This is an amazing side project. Would you share some details about how you've h...

echelon · on July 17, 2020

Thanks!

I'm pretty serious, so I've put some money into it. And even more time.

I've got a 2x1080Ti setup I used locally back in the day, but it's really slow. I still train stuff on it, but only things I know will train successfully for a long time (eg the Melgan model).

I use rented V100 GPUs to train the speaker models. They're quick and allow me to refine the datasets and parameters much more quickly than if I was doing all of it on my own box. Colabs are great and I could probably get along with them if I wasn't running so many experiments in parallel.

I can get reasonable results in a few hours on an 8xV100. Once I hone in on a direction I like, I'll let it train for a few days. (The David Attenborough model is a result of this.)

I still have a ton of refinement to do. I'm also working on singing models, and these should be ready by the weekend.

I've thought about buying beefy GPUs at this point as I've proven to myself it's not just a temporary hobby. Cloud compute is expensive.
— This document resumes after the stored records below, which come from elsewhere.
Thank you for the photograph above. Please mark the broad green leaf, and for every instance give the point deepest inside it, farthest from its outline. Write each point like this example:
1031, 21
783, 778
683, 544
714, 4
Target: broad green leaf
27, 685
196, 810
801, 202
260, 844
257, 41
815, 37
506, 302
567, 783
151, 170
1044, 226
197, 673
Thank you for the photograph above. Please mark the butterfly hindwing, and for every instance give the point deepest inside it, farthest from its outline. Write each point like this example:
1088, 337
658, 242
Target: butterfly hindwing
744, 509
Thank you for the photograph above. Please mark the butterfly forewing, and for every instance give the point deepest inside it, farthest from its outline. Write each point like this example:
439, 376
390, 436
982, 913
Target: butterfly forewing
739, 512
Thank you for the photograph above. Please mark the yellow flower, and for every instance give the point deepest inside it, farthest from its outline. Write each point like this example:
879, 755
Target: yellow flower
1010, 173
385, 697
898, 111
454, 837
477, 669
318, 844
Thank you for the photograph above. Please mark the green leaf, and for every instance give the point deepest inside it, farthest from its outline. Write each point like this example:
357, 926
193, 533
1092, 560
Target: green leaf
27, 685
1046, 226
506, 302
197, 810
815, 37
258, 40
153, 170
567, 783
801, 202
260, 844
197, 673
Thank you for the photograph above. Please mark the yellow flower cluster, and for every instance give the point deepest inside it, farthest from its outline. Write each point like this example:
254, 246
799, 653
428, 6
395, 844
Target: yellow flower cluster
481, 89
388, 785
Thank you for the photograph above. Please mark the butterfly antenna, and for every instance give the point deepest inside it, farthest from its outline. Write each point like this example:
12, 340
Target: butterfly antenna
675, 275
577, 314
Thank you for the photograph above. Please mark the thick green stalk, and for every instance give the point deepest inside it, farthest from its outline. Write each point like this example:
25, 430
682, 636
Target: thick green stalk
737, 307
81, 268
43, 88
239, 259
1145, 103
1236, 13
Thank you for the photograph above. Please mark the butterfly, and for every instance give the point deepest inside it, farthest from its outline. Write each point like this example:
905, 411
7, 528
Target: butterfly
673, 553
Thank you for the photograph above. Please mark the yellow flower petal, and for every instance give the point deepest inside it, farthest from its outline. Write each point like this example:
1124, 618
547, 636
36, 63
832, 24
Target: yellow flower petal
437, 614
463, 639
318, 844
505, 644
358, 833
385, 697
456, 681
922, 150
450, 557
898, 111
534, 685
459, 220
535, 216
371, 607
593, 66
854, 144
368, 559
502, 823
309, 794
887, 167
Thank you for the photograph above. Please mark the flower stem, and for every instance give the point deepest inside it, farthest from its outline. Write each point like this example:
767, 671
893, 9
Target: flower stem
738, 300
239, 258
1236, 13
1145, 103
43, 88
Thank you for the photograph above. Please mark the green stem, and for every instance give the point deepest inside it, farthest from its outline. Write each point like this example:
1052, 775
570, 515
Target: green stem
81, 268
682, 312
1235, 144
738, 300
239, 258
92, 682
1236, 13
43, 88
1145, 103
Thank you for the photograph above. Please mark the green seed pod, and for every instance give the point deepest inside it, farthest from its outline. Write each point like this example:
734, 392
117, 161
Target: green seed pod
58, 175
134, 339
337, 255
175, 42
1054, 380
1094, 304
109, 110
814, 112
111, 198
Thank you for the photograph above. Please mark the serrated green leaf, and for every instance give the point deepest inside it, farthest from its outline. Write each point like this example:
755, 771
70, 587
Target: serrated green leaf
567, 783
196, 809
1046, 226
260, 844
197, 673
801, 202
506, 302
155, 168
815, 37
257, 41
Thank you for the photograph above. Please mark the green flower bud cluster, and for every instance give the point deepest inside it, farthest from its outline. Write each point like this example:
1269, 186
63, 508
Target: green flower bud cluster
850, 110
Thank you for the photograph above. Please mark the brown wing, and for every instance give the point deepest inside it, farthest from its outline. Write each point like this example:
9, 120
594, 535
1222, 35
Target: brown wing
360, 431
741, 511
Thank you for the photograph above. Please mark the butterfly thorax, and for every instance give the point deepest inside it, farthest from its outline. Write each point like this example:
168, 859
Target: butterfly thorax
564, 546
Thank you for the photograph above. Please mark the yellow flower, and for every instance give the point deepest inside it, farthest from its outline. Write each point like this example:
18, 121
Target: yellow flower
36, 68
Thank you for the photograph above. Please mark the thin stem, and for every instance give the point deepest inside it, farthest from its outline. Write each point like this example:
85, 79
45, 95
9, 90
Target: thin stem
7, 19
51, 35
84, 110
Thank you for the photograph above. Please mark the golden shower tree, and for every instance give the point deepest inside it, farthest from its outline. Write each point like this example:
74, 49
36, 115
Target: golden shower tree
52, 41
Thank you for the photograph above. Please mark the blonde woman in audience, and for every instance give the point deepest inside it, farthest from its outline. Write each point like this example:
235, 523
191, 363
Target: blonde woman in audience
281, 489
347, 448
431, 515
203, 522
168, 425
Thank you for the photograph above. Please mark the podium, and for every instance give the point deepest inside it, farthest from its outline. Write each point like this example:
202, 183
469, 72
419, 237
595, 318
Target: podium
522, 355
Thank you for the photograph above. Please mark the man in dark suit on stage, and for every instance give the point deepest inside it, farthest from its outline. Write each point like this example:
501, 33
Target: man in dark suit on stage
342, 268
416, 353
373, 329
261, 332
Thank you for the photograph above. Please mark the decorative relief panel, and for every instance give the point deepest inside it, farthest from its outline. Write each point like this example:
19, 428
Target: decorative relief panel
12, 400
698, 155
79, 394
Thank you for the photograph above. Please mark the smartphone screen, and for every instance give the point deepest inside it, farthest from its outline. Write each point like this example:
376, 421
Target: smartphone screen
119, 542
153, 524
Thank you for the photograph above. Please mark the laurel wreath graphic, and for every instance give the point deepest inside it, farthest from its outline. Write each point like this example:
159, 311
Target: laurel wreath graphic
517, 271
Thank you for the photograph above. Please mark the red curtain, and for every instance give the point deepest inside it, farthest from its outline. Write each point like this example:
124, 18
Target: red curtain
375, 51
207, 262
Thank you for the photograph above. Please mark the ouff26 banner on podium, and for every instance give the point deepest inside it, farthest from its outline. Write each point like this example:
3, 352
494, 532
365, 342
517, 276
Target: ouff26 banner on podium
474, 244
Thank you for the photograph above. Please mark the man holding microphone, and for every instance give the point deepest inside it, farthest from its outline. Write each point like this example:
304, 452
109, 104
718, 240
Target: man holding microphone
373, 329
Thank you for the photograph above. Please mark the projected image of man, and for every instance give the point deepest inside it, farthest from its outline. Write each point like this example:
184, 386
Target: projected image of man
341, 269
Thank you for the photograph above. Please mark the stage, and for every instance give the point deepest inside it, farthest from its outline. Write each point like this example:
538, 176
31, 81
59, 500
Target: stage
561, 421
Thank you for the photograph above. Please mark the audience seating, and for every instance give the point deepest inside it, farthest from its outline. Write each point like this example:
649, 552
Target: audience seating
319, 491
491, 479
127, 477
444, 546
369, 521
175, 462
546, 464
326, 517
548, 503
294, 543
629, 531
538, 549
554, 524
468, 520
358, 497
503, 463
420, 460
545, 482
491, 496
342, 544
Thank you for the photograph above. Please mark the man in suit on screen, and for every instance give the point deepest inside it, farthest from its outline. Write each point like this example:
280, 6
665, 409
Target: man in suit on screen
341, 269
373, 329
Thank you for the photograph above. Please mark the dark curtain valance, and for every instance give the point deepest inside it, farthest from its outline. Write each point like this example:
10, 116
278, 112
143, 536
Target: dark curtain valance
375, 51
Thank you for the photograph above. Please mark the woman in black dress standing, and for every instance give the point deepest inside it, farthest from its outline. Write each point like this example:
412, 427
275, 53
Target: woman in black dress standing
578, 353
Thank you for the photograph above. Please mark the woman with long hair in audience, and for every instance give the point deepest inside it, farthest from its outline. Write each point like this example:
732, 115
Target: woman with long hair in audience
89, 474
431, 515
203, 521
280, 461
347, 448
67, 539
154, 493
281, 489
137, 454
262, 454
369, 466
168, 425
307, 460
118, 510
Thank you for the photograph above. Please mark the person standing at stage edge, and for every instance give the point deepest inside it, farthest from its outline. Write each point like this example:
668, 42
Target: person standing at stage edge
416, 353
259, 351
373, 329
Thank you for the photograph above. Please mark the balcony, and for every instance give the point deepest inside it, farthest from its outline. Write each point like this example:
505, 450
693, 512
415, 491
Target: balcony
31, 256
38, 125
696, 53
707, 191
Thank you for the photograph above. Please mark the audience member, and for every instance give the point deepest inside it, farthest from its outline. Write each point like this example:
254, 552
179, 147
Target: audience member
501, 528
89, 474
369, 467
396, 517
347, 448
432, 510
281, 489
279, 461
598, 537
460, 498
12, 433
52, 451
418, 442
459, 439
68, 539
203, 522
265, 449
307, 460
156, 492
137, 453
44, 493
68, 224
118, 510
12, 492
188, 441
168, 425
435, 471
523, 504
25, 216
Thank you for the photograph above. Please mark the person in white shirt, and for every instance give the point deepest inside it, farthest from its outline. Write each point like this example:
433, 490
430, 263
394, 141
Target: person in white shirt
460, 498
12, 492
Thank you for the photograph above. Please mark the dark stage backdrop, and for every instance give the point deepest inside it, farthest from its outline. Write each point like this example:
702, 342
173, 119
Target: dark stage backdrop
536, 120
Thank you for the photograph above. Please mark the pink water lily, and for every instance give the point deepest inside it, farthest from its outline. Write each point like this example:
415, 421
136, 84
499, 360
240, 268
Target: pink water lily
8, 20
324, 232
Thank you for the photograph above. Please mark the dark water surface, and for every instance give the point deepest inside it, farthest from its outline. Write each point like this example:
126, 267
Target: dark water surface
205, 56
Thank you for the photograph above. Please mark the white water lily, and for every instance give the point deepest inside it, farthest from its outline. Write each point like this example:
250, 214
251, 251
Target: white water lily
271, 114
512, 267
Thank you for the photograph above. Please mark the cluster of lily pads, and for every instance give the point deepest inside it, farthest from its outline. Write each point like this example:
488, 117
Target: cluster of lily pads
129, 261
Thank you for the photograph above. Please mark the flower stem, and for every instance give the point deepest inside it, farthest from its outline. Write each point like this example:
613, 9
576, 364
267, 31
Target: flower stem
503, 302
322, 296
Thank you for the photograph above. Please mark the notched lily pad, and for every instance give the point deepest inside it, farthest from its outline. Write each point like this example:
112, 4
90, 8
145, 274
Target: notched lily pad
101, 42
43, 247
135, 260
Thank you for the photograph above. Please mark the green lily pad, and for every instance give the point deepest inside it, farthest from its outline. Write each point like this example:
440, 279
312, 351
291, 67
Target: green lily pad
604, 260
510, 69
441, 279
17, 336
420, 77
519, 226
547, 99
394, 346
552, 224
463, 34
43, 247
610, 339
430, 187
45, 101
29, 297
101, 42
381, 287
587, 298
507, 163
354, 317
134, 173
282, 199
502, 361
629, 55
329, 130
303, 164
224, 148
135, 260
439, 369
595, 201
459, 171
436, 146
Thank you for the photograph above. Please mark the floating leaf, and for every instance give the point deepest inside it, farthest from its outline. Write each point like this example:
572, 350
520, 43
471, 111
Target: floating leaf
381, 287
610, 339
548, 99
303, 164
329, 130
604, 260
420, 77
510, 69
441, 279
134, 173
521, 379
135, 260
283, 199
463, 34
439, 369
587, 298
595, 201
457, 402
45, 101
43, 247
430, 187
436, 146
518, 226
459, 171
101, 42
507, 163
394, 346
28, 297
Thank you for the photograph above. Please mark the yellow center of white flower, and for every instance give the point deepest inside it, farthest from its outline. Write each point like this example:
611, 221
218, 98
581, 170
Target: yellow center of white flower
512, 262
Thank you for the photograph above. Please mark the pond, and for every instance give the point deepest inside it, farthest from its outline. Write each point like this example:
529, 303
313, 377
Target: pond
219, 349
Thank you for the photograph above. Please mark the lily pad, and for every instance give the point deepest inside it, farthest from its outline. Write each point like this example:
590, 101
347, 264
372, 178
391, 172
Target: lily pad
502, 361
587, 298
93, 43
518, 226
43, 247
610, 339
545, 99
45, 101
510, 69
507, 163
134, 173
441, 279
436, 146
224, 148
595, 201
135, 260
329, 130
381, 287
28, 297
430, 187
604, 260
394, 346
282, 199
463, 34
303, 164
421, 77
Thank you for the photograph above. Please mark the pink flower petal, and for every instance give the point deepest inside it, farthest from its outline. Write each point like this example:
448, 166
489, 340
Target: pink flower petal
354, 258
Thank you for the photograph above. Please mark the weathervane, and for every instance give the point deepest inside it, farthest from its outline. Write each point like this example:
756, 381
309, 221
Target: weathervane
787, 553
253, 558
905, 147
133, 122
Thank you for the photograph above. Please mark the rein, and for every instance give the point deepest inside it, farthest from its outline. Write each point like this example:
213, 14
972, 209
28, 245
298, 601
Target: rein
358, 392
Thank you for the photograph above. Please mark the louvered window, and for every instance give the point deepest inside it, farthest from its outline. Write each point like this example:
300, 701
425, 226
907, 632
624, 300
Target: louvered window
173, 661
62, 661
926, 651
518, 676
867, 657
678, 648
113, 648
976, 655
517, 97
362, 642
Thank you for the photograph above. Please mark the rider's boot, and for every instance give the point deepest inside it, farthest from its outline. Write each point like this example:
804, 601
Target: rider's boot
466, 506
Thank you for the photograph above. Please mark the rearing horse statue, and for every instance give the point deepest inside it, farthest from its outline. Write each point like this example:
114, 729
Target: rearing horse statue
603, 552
The models are hosted on Rust microservices (a frontend proxy that fans out into multiple model servers), and this is deployed to a Kubernetes cluster. I'm planning to add more intelligence to the proxy and individual model containers so they independently scale.

amrrs · on July 17, 2020

That's a lot of time. And lot of good information to know! Wish you good luck hopefully it does what you want!